Re: [PATCH 09/12] generic/251: constrain runtime via time/load/soak factors

Dave Chinner <david@xxxxxxxxxxxxx> · Wed, 20 Nov 2024 08:04:43 +1100

On Tue, Nov 19, 2024 at 07:45:20AM -0800, Darrick J. Wong wrote:
> On Mon, Nov 18, 2024 at 10:13:23PM -0800, Christoph Hellwig wrote:
> > On Tue, Nov 19, 2024 at 12:45:05PM +1100, Dave Chinner wrote:
> > > Question for you: Does your $here directory contain a .git subdir?
> > > 
> > > One of the causes of long runtime for me has been that $here might
> > > only contain 30MB of files, but the .git subdir balloons to several
> > > hundred MB over time, resulting is really long runtimes because it's
> > > copying GBs of data from the .git subdir.
> > 
> > Or the results/ directory when run in a persistent test VM like the
> > one for quick runs on my laptop.  I currently need to persistently
> > purge that for just this test.

Yeah, I use persistent VMs and that's why the .git dir grows...

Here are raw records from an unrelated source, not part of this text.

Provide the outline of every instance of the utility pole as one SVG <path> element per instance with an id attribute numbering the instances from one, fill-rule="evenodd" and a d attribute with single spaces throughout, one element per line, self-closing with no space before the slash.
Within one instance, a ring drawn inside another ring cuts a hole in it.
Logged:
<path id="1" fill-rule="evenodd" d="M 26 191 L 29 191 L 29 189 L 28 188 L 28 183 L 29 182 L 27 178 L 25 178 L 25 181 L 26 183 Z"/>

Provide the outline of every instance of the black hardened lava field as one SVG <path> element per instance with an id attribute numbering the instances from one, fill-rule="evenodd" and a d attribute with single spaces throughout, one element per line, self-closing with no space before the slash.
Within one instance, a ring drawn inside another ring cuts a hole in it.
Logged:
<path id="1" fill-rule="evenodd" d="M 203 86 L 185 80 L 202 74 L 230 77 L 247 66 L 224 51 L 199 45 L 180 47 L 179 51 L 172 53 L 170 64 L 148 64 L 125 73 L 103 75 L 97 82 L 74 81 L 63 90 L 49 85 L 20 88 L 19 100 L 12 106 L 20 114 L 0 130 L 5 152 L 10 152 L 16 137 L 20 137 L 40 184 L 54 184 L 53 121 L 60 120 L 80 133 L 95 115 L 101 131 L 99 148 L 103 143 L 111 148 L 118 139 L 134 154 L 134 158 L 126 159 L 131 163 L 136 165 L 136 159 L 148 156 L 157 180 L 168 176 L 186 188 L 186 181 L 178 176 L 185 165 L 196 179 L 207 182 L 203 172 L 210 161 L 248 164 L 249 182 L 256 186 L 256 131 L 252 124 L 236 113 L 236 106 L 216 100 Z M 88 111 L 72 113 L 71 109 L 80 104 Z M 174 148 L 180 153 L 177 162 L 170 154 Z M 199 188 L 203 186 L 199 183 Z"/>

> > > --- a/tests/generic/251
> > > +++ b/tests/generic/251
> > > @@ -175,9 +175,12 @@ nproc=20
> > >  # Copy $here to the scratch fs and make coipes of the replica.  The fstests
> > >  # output (and hence $seqres.full) could be in $here, so we need to snapshot
> > >  # $here before computing file checksums.
> > > +#
> > > +# $here/* as the files to copy so we avoid any .git directory that might be
> > > +# much, much larger than the rest of the fstests source tree we are copying.
> > >  content=$SCRATCH_MNT/orig
> > >  mkdir -p $content
> > > -cp -axT $here/ $content/
> > > +cp -ax $here/* $content/
> > 
> > Maybe we just need a way to generate more predictable file system
> > content?
> 
> How about running fsstress for ~50000ops or so, to generate some test
> files and directory tree?

Do we even need to do that? It's a set of small files distributed
over a few directories. There are few large files in the mix, so we
could just create a heap of 1-4 block files across a dozen or so
directories and get the same sort of data set to copy.

And given this observation, if we are generating the data set in the
first place, why use cp to copy it every time? Why not just have
each thread generate the data set on the fly?

# create a directory structure with numdirs directories and numfiles
# files per directory. Files are 0-3 blocks in length, space is
# allocated by fallocate to avoid needing to write data. Files are
# created concurrently across directories to create the data set as
# fast as possible.
create_files()
{
	local numdirs=$1
	local numfiles=$2
	local basedir=$3

	for ((i=0; i<$numdirs; i++)); do
		mkdir -p $basedir/$i
		for ((j=0; j<$numfiles; j++); do
			local len=$((RANDOM % 4))
			$XFS_IO_PROG -fc "falloc 0 ${len}b" $basedir/$i/$j
		done &
	done
	wait
}

-Dave

-- 
Dave Chinner
david@xxxxxxxxxxxxx